Saxophoniste, pianiste, chanteur et compositeur de jazz américain (Fort Lauderdale, Floride, 1937).

Très engagé dans la lutte du peuple noir, il s'est imposé comme l'un des plus talentueux représentants du free jazz et a intégré les influences du rhythm and blues et du be-bop (Malcom, Malcom, Semper Malcom, 1965 ; Mama Rose, 1982). Parmi ses enregistrements, citons : Mama Too Tight (1966), Blasé (1969), Goin'Home (1974), In Memory of (1988).

À travers toutes les mutations esthétiques qu'il acceptera résolument, il restera profondément fidèle au blues et au gospel et leur consacrera, à l'approche de la soixantaine, certains de ses plus beaux disques, en duo avec le pianiste Horace Parlan. Après avoir obtenu un diplôme de littérature et de théâtre, il s'installe en 1959 à New York, où il commence une carrière de dramaturge et de musicien, jouant d'abord dans des orchestres afro-cubains. Puis Cecil Taylor l'engage et le persuade de se consacrer pleinement à la musique. Il l'incite aussi à dépasser ses premières influences- Lester Young, Sonny Stitt, Charlie Parker- et à improviser hors des progressions harmoniques.

En fait, Shepp subit déjà l'ascendant de Coltrane, qui devient son ami et produit son premier album- Four for Trane- en 1964. Dans l'intervalle, il quitte Taylor pour former, avec les trompettistes Bill Dixon puis Don Cherry, des combos sans piano, dont le New York Contemporary Five, où il est « doublé » à l'alto par John Tchicai. La formule- trois « souffleurs », basse et batterie- fera école dans le free jazz. À partir de 1965 (année où il enregistre avec Coltrane Ascension, Shepp fait œuvre de pionnier en développant un style de solo frénétique dans un cadre orchestral inspiré de Mingus, mais se référant aussi explicitement aux musiques d'Afrique de l'Ouest, dans des disques comme Mama Too Tight et The Magic of Ju-Ju. Audacieux par nature, mais traditionaliste par sa grande culture, il brasse magnifiquement tous les alluvions de la musique afro-américaine, du gospel au bop en passant par le blues et par Ellington, qu'il vénère par-dessus tout. Sa sonorité elle-même est un condensé de l'histoire du ténor, de Ben Webster à Coltrane et Rollins.

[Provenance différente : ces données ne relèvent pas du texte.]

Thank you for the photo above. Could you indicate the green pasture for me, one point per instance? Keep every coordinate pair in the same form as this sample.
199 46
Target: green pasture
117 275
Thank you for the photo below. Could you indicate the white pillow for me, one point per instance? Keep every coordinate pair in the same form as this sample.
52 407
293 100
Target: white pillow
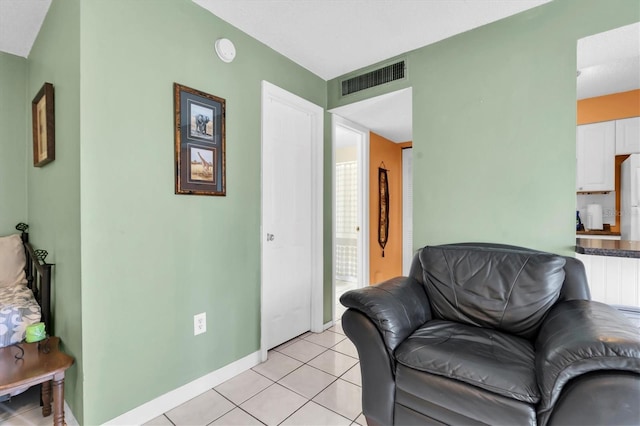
12 261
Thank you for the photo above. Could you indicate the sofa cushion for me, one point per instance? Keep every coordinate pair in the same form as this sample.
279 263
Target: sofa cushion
450 402
489 359
502 288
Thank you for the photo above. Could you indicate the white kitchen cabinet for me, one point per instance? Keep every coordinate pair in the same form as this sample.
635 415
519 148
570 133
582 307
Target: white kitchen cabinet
628 136
595 153
613 280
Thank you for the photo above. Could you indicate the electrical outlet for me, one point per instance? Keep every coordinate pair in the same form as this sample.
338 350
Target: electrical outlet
199 323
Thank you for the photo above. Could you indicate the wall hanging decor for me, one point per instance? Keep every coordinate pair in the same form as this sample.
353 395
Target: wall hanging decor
44 134
199 142
383 203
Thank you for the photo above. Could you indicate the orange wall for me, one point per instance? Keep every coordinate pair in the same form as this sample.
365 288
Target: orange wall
389 266
609 107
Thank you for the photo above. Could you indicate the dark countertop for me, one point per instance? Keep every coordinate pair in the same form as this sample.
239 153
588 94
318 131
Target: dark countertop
615 248
594 232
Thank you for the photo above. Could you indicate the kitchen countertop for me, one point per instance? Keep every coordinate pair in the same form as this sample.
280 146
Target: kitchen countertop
595 232
615 248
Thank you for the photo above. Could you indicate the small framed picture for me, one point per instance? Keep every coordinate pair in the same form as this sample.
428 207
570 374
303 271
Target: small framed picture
42 117
199 142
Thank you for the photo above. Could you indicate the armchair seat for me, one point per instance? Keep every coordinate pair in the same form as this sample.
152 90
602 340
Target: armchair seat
492 334
484 358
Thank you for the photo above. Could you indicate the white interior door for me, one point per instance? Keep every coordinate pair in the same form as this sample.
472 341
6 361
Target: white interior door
291 216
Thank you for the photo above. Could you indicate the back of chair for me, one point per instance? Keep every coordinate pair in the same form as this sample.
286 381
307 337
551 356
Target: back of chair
495 285
575 286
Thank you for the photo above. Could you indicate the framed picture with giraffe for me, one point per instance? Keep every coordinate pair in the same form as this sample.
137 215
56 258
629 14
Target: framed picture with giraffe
200 167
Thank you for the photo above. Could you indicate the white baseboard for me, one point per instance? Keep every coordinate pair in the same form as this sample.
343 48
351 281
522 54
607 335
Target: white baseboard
69 418
152 409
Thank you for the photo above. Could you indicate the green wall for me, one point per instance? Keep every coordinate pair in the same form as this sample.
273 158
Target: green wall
494 113
152 259
54 190
13 144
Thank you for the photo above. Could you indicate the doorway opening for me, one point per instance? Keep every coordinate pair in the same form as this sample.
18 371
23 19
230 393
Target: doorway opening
367 135
350 162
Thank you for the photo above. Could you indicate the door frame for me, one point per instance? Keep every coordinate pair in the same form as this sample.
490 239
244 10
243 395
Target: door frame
363 203
271 91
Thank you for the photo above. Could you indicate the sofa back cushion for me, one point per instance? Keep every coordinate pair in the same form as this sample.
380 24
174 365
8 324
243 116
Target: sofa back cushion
501 288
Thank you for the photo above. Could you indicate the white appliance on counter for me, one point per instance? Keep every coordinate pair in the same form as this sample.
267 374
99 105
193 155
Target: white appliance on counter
630 198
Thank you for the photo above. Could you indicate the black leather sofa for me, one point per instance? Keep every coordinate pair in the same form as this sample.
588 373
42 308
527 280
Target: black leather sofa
492 334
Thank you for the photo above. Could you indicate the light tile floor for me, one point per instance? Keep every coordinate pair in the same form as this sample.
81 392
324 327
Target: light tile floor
313 379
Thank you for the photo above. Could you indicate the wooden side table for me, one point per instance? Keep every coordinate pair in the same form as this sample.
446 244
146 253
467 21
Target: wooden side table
42 362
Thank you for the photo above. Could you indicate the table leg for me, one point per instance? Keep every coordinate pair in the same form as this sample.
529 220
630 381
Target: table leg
46 398
58 399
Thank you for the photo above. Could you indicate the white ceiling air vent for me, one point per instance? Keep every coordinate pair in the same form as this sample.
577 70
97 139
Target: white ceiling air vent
373 78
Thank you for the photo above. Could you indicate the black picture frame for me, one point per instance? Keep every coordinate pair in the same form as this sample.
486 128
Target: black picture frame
200 145
43 124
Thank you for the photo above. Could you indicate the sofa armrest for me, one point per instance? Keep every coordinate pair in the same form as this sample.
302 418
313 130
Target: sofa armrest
397 307
578 337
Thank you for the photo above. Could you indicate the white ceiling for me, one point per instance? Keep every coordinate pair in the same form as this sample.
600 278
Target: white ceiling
609 62
335 37
388 115
20 21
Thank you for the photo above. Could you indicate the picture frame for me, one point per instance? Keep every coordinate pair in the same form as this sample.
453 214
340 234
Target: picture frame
43 123
200 143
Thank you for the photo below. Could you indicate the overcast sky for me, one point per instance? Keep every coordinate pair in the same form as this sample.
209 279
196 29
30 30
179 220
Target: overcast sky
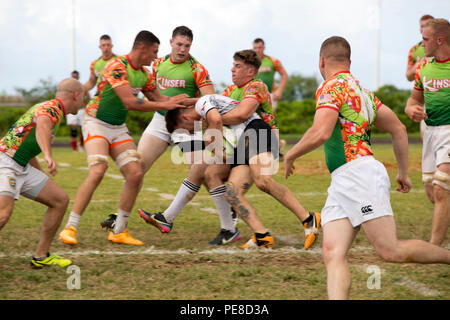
36 35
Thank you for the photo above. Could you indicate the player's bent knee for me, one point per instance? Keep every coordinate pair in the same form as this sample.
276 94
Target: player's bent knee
427 178
127 157
442 179
263 183
135 176
95 159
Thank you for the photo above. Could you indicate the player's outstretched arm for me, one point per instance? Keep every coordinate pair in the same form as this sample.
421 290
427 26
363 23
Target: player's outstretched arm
411 70
320 131
90 83
278 93
133 103
44 127
414 106
388 121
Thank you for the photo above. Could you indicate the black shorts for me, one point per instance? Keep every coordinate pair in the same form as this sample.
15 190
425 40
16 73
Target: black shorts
258 137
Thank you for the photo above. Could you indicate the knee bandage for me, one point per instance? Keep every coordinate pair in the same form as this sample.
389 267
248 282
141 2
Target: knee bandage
427 178
126 157
97 159
442 179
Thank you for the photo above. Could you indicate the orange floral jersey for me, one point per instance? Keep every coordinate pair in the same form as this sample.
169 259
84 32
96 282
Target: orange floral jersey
20 141
357 108
254 89
106 105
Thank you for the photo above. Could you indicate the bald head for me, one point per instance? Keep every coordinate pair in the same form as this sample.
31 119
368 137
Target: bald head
69 85
71 92
336 49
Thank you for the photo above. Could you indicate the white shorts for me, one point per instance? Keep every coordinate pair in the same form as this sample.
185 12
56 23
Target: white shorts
75 119
114 134
274 102
16 180
157 128
436 147
359 191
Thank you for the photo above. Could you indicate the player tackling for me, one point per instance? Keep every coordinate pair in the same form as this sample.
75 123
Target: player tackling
359 192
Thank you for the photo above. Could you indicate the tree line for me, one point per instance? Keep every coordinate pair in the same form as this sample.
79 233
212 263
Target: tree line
295 112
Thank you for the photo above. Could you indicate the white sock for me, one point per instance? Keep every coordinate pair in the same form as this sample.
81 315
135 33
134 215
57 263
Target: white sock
74 219
223 208
121 221
186 192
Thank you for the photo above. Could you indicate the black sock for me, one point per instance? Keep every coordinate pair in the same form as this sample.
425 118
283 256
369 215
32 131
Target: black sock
308 219
262 235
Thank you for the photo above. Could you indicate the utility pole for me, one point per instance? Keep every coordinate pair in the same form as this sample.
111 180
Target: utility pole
73 36
378 45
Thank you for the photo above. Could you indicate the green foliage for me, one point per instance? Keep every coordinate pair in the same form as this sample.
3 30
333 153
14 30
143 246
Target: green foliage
396 99
300 87
296 116
45 90
8 116
138 121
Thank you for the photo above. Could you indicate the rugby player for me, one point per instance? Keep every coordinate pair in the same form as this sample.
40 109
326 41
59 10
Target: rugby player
21 173
254 157
432 88
359 194
175 73
105 132
415 56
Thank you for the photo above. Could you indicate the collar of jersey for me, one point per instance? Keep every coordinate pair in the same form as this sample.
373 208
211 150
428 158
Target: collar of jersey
346 71
442 61
174 62
112 55
245 84
129 61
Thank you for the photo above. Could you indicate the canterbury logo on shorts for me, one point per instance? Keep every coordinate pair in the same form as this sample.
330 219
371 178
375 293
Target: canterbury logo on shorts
367 210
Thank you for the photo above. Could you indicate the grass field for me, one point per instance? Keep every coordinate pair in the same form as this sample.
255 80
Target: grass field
181 265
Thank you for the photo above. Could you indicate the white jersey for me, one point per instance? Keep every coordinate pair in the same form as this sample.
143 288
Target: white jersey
223 105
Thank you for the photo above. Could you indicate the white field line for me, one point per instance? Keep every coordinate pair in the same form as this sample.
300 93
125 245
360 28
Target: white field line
165 196
303 194
151 251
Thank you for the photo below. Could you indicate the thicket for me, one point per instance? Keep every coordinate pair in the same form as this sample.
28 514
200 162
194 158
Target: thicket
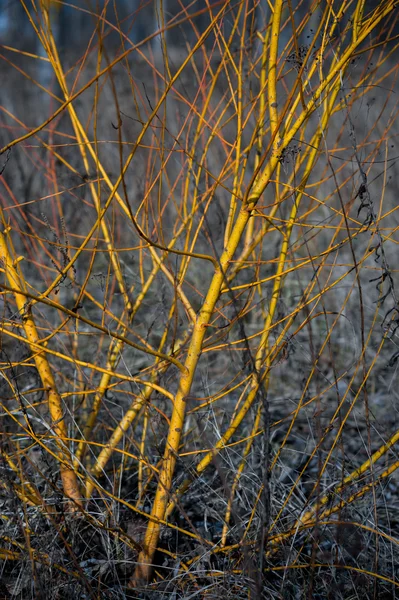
199 306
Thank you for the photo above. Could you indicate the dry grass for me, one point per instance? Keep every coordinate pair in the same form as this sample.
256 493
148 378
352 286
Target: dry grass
199 311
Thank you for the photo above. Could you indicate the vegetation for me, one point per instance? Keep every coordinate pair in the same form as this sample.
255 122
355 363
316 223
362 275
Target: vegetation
199 304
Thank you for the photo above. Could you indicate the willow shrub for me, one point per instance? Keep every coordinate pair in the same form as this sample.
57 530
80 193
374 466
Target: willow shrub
199 306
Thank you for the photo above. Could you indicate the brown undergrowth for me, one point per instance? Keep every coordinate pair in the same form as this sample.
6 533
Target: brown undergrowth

À l'instar du poète Leroi Jones, l'auteur de Blues People, il recherche l'origine et la nature profonde de cette Great Black Music qui va se substituer au terme « jazz ». Shepp revient épisodiquement au rythm and blues- Attica Blues, The Cry of My People- pour accroître l'audience populaire d'un message politique et culturel qui dépasse la portée musicale. Puis, vers le milieu des années 1970, il fait un retour spectaculaire à l'histoire du jazz, qu'il enseigne à l'université : avec un son ample et sensuel inspiré d'un Ben Webster et d'un Don Byas au ténor, un timbre plaintif et aigrelet au soprano, un style sobre et un peu archaïque au piano, une voix cassée et « chargée » qui clame plutôt qu'elle ne chante le blues, il revisite avec bonheur un répertoire qui va d'Ellington à Parker, et dont il revendique hautement l'actualité.